When you’re a mom of little ones, it’s hard to make friends—there’s always the logistics of the constant interruptions, running after kids, naptimes, and getting out the door. That’s where a group like REAL moms is so helpful. It gives us a chance to chat with other moms and find those connections, so that we can push further and find the time other places to build the friendships. It’s helped me realize that the things I face are normal and gives me tools to work on challenges. When Keren died January a year ago, I had a group that surrounded me with love and encouragement.

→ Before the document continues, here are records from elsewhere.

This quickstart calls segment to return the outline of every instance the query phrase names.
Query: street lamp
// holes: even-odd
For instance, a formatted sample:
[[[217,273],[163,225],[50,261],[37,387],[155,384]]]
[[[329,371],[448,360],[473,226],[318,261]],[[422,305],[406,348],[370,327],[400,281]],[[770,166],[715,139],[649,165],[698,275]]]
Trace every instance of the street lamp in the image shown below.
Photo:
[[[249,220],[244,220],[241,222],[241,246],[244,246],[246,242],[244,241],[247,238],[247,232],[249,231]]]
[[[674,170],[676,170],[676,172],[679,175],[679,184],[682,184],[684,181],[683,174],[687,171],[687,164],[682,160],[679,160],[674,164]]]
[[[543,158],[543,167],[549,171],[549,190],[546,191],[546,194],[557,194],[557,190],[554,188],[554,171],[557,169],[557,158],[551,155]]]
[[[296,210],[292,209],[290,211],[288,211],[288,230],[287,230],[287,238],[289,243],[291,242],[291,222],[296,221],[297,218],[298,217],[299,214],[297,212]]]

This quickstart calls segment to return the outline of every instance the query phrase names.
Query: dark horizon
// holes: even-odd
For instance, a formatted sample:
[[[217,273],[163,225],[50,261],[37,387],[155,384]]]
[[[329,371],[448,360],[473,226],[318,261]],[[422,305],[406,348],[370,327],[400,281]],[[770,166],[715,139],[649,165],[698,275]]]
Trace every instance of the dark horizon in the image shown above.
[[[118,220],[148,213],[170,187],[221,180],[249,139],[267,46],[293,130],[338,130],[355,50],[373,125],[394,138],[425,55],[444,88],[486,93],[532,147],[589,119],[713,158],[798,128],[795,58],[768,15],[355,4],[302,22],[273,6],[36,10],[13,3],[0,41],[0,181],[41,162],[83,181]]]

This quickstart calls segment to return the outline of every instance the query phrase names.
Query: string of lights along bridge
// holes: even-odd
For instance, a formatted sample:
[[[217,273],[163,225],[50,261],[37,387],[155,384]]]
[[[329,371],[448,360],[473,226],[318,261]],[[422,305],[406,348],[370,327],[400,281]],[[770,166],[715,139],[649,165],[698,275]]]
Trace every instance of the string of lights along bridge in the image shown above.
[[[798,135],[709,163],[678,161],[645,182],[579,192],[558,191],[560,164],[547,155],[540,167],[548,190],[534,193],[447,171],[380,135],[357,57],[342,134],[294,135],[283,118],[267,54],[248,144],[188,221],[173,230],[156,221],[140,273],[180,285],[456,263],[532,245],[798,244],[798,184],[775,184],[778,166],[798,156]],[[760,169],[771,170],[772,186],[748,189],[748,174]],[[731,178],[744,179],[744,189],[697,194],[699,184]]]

Last spring, our former coordinator Gwen H. asked me to consider taking on the coordinator role. As I prayed about it and thought about it, I came to realize that the role of this mom’s group—that of lifting up and encouraging each other, providing help for the mom journey, reaching out to moms who may be floundering because they don’t know our foundation, Jesus—this role had become my passion. I wanted to help other moms who have been like me (feeling that they weren’t possibly “real moms”) to reach that comfort zone of knowing that they are loved by God and accepted for who they are as individuals.

Our group continues to have that goal today. When we left the umbrella of MOPS to become our own group at Calvary last year, we opened our doors even more to moms of different walks of life. Our focus will always be primarily on moms of young children—those expecting babies, adopting, etc., through lower elementary school. Now, though, we can encourage women to join our team who may have older children—even grown, but still have a heart for moms of young kids, and can be there to minister to younger moms and help raise them up into leadership.

Already we’re gearing up for our second year of REAL moms that will begin in September. There are so many opportunities for Calvary moms of all walks of like to get involved in this wonderful group, and we would love to welcome you. If you have questions, or would like to join our morning or evening group, please see me or Pam C., our evening coordinator, check out our table in the west narthex, or see our contact information in your bulletin.

Come join us and become a “real mom!”